The TFF alumni were educated about the AI tools and were given early access to Sora to create films on their own terms. The filmmakers were required to follow the agreements negotiated with the DGA, WGA and SAG last year with respect to the use of artificial intelligence.

Sora, which takes after the Japanese word for “sky”, builds on the tech behind OpenAI’s image-generating DALL-E tool. Based on a user’s prompt, it expands the information into a more detailed set of instructions and then uses an AI model trained on video and images to create new videos.

It has the potential to become an inexpensive method for creating videos and there is also the fear of creating online disinformation, making it difficult to distinguish the real and the fake at a glance.

Other AI companies too have debuted video generation tools but most of these can produce a few seconds of footage and that too bearing little relation to the prompts. OpenAI, on the other hand, can already create up to 60 seconds of highly detailed scenes.

Google, for example, showcased its new tool, Veo, at its recent I/O developers conference. Filmmaker Donald Glover was present to showcase the tool.

There have been reports about OpenAI CEO Sam Altman and chief operating officer Brad Lightcap warming up to Hollywood executives about what Sora can do.

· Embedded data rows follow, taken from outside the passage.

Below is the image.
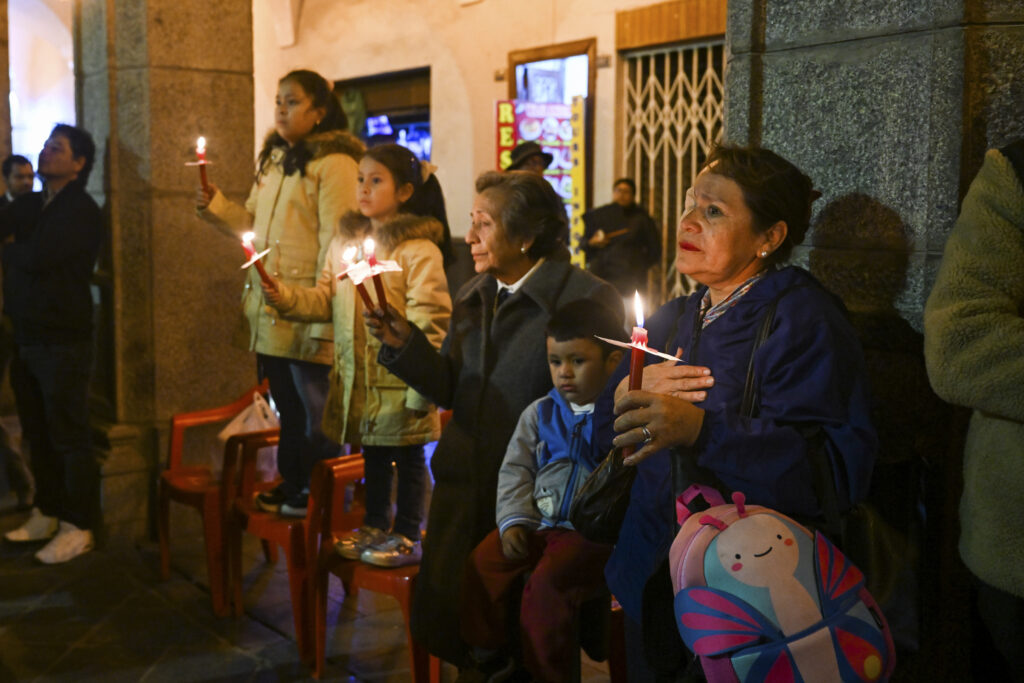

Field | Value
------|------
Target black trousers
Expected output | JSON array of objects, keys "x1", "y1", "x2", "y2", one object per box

[{"x1": 11, "y1": 340, "x2": 99, "y2": 529}]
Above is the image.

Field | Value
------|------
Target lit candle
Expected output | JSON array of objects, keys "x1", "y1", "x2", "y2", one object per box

[
  {"x1": 196, "y1": 135, "x2": 210, "y2": 190},
  {"x1": 362, "y1": 238, "x2": 387, "y2": 313},
  {"x1": 239, "y1": 232, "x2": 273, "y2": 287},
  {"x1": 630, "y1": 292, "x2": 647, "y2": 391},
  {"x1": 339, "y1": 247, "x2": 374, "y2": 310},
  {"x1": 623, "y1": 292, "x2": 647, "y2": 458}
]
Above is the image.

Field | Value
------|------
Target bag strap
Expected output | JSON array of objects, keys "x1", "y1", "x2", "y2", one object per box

[
  {"x1": 673, "y1": 283, "x2": 811, "y2": 524},
  {"x1": 999, "y1": 138, "x2": 1024, "y2": 185},
  {"x1": 676, "y1": 483, "x2": 725, "y2": 525},
  {"x1": 739, "y1": 283, "x2": 809, "y2": 418}
]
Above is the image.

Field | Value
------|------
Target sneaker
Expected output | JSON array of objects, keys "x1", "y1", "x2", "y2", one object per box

[
  {"x1": 456, "y1": 654, "x2": 515, "y2": 683},
  {"x1": 279, "y1": 489, "x2": 309, "y2": 517},
  {"x1": 359, "y1": 533, "x2": 423, "y2": 567},
  {"x1": 36, "y1": 522, "x2": 92, "y2": 564},
  {"x1": 334, "y1": 526, "x2": 387, "y2": 560},
  {"x1": 253, "y1": 484, "x2": 290, "y2": 514},
  {"x1": 3, "y1": 508, "x2": 57, "y2": 543}
]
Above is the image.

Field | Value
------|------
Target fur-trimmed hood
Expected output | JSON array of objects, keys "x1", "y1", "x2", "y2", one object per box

[
  {"x1": 338, "y1": 211, "x2": 444, "y2": 252},
  {"x1": 263, "y1": 130, "x2": 367, "y2": 163}
]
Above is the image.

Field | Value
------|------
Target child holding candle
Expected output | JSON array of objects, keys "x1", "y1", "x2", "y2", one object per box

[
  {"x1": 196, "y1": 71, "x2": 364, "y2": 516},
  {"x1": 462, "y1": 299, "x2": 624, "y2": 681},
  {"x1": 264, "y1": 144, "x2": 452, "y2": 566}
]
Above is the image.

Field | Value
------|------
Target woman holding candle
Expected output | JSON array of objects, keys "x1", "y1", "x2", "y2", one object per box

[
  {"x1": 264, "y1": 144, "x2": 452, "y2": 566},
  {"x1": 196, "y1": 71, "x2": 364, "y2": 515},
  {"x1": 598, "y1": 146, "x2": 877, "y2": 681},
  {"x1": 367, "y1": 172, "x2": 623, "y2": 666}
]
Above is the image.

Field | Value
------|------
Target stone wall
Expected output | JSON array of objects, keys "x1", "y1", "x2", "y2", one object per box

[
  {"x1": 76, "y1": 0, "x2": 255, "y2": 541},
  {"x1": 726, "y1": 0, "x2": 1024, "y2": 680}
]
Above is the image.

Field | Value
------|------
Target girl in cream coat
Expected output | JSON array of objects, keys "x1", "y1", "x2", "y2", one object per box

[
  {"x1": 264, "y1": 144, "x2": 452, "y2": 566},
  {"x1": 197, "y1": 71, "x2": 364, "y2": 516}
]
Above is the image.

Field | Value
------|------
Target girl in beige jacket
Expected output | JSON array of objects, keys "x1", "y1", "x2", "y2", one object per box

[
  {"x1": 264, "y1": 144, "x2": 452, "y2": 566},
  {"x1": 197, "y1": 71, "x2": 364, "y2": 516}
]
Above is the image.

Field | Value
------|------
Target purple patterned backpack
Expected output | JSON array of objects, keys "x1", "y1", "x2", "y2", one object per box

[{"x1": 669, "y1": 485, "x2": 896, "y2": 683}]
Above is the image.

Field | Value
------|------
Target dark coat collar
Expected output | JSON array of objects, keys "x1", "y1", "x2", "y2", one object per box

[{"x1": 456, "y1": 259, "x2": 572, "y2": 315}]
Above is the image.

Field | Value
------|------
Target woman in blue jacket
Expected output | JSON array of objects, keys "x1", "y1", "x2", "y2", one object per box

[{"x1": 603, "y1": 146, "x2": 877, "y2": 680}]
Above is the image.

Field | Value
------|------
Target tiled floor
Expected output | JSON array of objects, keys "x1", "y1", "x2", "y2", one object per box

[{"x1": 0, "y1": 496, "x2": 608, "y2": 683}]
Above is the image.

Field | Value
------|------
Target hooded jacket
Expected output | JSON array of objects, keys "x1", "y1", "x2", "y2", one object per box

[
  {"x1": 200, "y1": 130, "x2": 365, "y2": 365},
  {"x1": 596, "y1": 266, "x2": 878, "y2": 622},
  {"x1": 276, "y1": 212, "x2": 452, "y2": 445},
  {"x1": 497, "y1": 389, "x2": 601, "y2": 533},
  {"x1": 925, "y1": 142, "x2": 1024, "y2": 598}
]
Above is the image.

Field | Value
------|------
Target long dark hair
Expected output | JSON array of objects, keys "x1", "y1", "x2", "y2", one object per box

[
  {"x1": 476, "y1": 171, "x2": 568, "y2": 261},
  {"x1": 257, "y1": 69, "x2": 348, "y2": 175},
  {"x1": 703, "y1": 144, "x2": 821, "y2": 263},
  {"x1": 365, "y1": 143, "x2": 455, "y2": 267}
]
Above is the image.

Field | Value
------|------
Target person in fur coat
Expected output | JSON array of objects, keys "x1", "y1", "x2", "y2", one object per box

[
  {"x1": 264, "y1": 144, "x2": 452, "y2": 566},
  {"x1": 196, "y1": 71, "x2": 364, "y2": 516},
  {"x1": 925, "y1": 140, "x2": 1024, "y2": 681}
]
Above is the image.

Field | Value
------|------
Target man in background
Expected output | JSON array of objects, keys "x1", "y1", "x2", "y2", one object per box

[
  {"x1": 0, "y1": 155, "x2": 36, "y2": 511},
  {"x1": 583, "y1": 178, "x2": 662, "y2": 298},
  {"x1": 0, "y1": 155, "x2": 36, "y2": 200},
  {"x1": 0, "y1": 124, "x2": 103, "y2": 564}
]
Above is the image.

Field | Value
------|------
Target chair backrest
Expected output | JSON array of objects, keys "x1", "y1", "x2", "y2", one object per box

[
  {"x1": 220, "y1": 429, "x2": 281, "y2": 511},
  {"x1": 306, "y1": 453, "x2": 365, "y2": 562},
  {"x1": 167, "y1": 380, "x2": 270, "y2": 470}
]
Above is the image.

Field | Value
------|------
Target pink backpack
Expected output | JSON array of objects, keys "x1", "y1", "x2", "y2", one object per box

[{"x1": 669, "y1": 485, "x2": 896, "y2": 683}]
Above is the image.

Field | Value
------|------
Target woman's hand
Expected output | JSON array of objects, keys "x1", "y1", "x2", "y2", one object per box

[
  {"x1": 259, "y1": 278, "x2": 281, "y2": 306},
  {"x1": 196, "y1": 183, "x2": 220, "y2": 211},
  {"x1": 362, "y1": 304, "x2": 413, "y2": 348},
  {"x1": 502, "y1": 524, "x2": 529, "y2": 560},
  {"x1": 615, "y1": 348, "x2": 715, "y2": 403},
  {"x1": 612, "y1": 389, "x2": 705, "y2": 465}
]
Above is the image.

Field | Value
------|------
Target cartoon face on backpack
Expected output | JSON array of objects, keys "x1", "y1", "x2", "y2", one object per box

[
  {"x1": 670, "y1": 494, "x2": 894, "y2": 683},
  {"x1": 712, "y1": 515, "x2": 800, "y2": 588}
]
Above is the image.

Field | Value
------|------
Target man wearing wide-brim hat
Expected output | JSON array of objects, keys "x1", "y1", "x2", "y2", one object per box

[{"x1": 505, "y1": 142, "x2": 555, "y2": 175}]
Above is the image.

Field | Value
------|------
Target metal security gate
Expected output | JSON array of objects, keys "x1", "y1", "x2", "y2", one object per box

[{"x1": 622, "y1": 41, "x2": 725, "y2": 301}]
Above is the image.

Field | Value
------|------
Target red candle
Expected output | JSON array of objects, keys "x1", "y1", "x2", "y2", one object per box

[
  {"x1": 196, "y1": 135, "x2": 210, "y2": 190},
  {"x1": 362, "y1": 238, "x2": 387, "y2": 313},
  {"x1": 338, "y1": 247, "x2": 374, "y2": 310},
  {"x1": 630, "y1": 292, "x2": 647, "y2": 391},
  {"x1": 242, "y1": 228, "x2": 273, "y2": 287},
  {"x1": 623, "y1": 292, "x2": 647, "y2": 458}
]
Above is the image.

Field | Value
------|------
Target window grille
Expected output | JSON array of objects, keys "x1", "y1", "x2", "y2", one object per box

[{"x1": 622, "y1": 40, "x2": 725, "y2": 301}]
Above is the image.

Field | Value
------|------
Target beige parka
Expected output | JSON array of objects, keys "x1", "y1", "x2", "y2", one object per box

[
  {"x1": 276, "y1": 212, "x2": 452, "y2": 445},
  {"x1": 200, "y1": 130, "x2": 365, "y2": 365}
]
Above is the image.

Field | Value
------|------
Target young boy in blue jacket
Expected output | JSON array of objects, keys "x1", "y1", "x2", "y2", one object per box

[{"x1": 459, "y1": 300, "x2": 625, "y2": 681}]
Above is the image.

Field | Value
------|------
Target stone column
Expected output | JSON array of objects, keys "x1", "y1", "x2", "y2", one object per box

[
  {"x1": 76, "y1": 0, "x2": 255, "y2": 544},
  {"x1": 726, "y1": 0, "x2": 1024, "y2": 680}
]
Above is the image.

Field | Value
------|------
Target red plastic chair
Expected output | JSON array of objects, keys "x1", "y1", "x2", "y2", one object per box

[
  {"x1": 222, "y1": 430, "x2": 362, "y2": 665},
  {"x1": 157, "y1": 381, "x2": 276, "y2": 616},
  {"x1": 308, "y1": 457, "x2": 440, "y2": 683}
]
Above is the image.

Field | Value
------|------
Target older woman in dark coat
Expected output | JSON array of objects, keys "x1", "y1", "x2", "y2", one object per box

[{"x1": 367, "y1": 172, "x2": 623, "y2": 665}]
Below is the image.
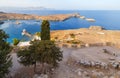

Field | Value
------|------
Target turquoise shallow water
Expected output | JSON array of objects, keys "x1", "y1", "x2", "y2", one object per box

[{"x1": 0, "y1": 10, "x2": 120, "y2": 43}]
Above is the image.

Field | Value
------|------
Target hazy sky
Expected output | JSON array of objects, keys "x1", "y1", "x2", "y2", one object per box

[{"x1": 0, "y1": 0, "x2": 120, "y2": 10}]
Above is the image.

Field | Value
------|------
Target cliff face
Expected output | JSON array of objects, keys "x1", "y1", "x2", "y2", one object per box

[{"x1": 0, "y1": 12, "x2": 80, "y2": 21}]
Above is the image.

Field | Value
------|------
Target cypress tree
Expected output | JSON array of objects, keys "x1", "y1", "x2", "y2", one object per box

[
  {"x1": 0, "y1": 30, "x2": 12, "y2": 78},
  {"x1": 41, "y1": 20, "x2": 50, "y2": 40}
]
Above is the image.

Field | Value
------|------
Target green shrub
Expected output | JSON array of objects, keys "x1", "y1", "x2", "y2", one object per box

[{"x1": 13, "y1": 38, "x2": 20, "y2": 45}]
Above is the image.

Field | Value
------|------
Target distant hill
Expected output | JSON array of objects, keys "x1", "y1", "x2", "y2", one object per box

[{"x1": 0, "y1": 7, "x2": 54, "y2": 11}]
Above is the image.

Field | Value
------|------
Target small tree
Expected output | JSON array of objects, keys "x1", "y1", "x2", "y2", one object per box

[
  {"x1": 13, "y1": 38, "x2": 20, "y2": 45},
  {"x1": 0, "y1": 30, "x2": 12, "y2": 78},
  {"x1": 17, "y1": 21, "x2": 63, "y2": 73},
  {"x1": 41, "y1": 20, "x2": 50, "y2": 40},
  {"x1": 17, "y1": 40, "x2": 63, "y2": 73}
]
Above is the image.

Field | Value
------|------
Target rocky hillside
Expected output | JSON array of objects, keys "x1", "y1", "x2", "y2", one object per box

[{"x1": 0, "y1": 12, "x2": 80, "y2": 21}]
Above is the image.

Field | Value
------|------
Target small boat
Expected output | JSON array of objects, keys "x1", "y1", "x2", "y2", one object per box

[
  {"x1": 86, "y1": 18, "x2": 95, "y2": 22},
  {"x1": 79, "y1": 16, "x2": 85, "y2": 19},
  {"x1": 0, "y1": 21, "x2": 4, "y2": 25},
  {"x1": 16, "y1": 21, "x2": 21, "y2": 25}
]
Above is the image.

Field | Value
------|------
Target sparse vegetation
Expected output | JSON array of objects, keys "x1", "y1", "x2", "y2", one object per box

[
  {"x1": 13, "y1": 38, "x2": 20, "y2": 46},
  {"x1": 70, "y1": 33, "x2": 75, "y2": 38},
  {"x1": 0, "y1": 30, "x2": 12, "y2": 78},
  {"x1": 35, "y1": 32, "x2": 41, "y2": 37},
  {"x1": 41, "y1": 20, "x2": 50, "y2": 40}
]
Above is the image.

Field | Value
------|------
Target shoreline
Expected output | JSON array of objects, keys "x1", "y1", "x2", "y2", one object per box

[{"x1": 0, "y1": 12, "x2": 80, "y2": 21}]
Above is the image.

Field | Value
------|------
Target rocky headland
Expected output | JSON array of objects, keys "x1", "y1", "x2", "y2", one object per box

[{"x1": 0, "y1": 12, "x2": 80, "y2": 21}]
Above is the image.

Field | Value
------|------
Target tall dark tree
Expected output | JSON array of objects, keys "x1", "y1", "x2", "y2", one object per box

[
  {"x1": 0, "y1": 30, "x2": 12, "y2": 78},
  {"x1": 17, "y1": 21, "x2": 63, "y2": 73},
  {"x1": 41, "y1": 20, "x2": 50, "y2": 40}
]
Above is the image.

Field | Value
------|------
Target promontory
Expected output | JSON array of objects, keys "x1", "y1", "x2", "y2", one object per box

[{"x1": 0, "y1": 12, "x2": 80, "y2": 21}]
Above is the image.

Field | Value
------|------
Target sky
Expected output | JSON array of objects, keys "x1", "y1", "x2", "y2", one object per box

[{"x1": 0, "y1": 0, "x2": 120, "y2": 10}]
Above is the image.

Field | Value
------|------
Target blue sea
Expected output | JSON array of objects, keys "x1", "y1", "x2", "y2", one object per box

[{"x1": 0, "y1": 10, "x2": 120, "y2": 43}]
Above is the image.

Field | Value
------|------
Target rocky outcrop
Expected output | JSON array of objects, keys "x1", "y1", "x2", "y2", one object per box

[
  {"x1": 89, "y1": 26, "x2": 104, "y2": 30},
  {"x1": 0, "y1": 12, "x2": 80, "y2": 21}
]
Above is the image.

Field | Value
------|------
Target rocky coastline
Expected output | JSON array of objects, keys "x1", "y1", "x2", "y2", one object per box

[{"x1": 0, "y1": 12, "x2": 80, "y2": 21}]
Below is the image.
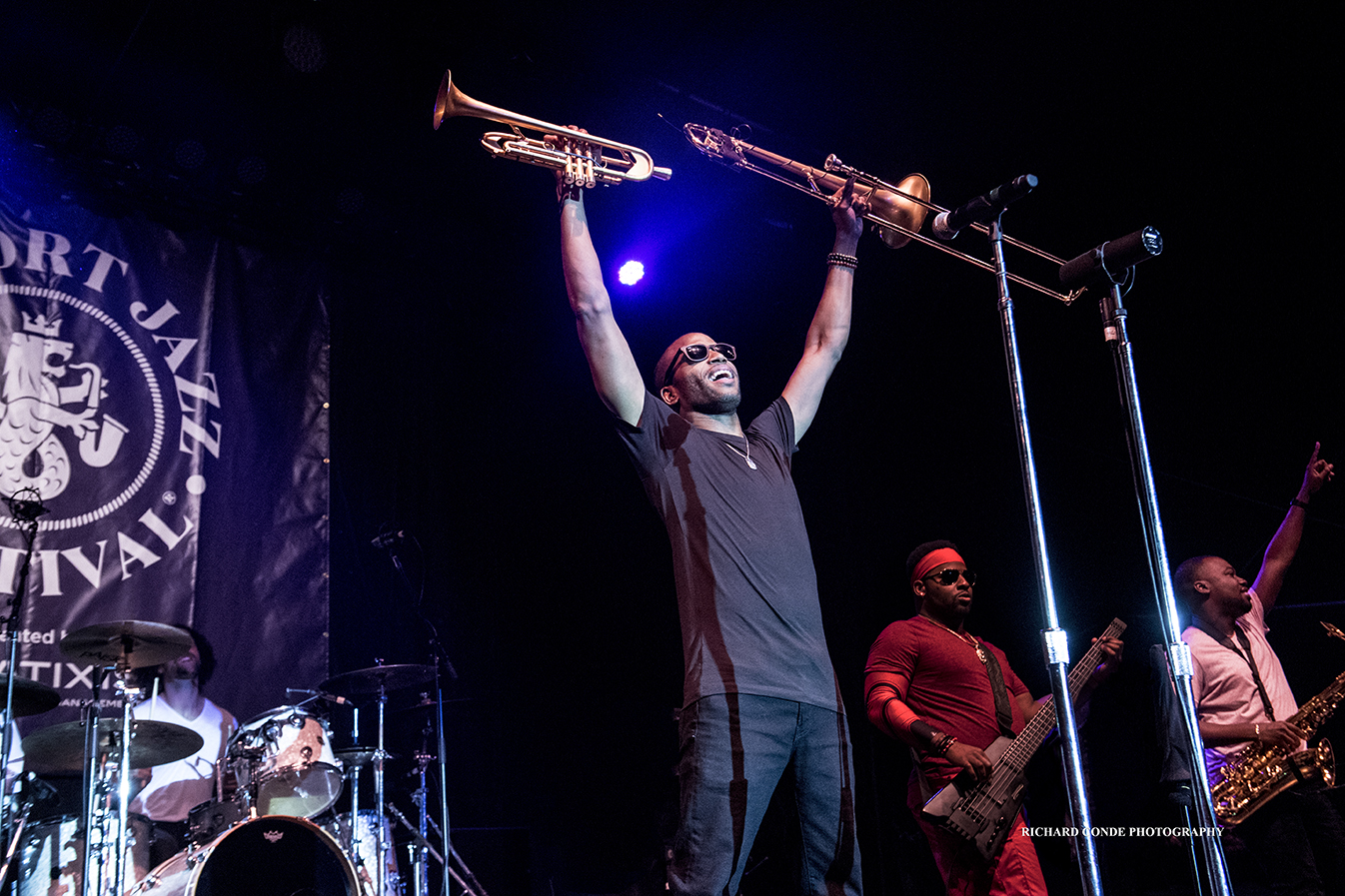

The overtures come close on the heels of last year’s months-long strikes in Hollywood.

OpenAI has been previewing Sora in a controlled fashion because there is a cost-saving element involved. Besides Google’s Veo, Sora also has to compete with Runway, Pika and Stability AI.

OpenAI recently struck licensing agreements with Vox Media, The Atlantic, People owner DotDash Meredith and NewsCorp. “We’re excited for their short films and eager to learn how we can make Sora a better tool for all creatives,” said OpenAI COO Brad Lightcap.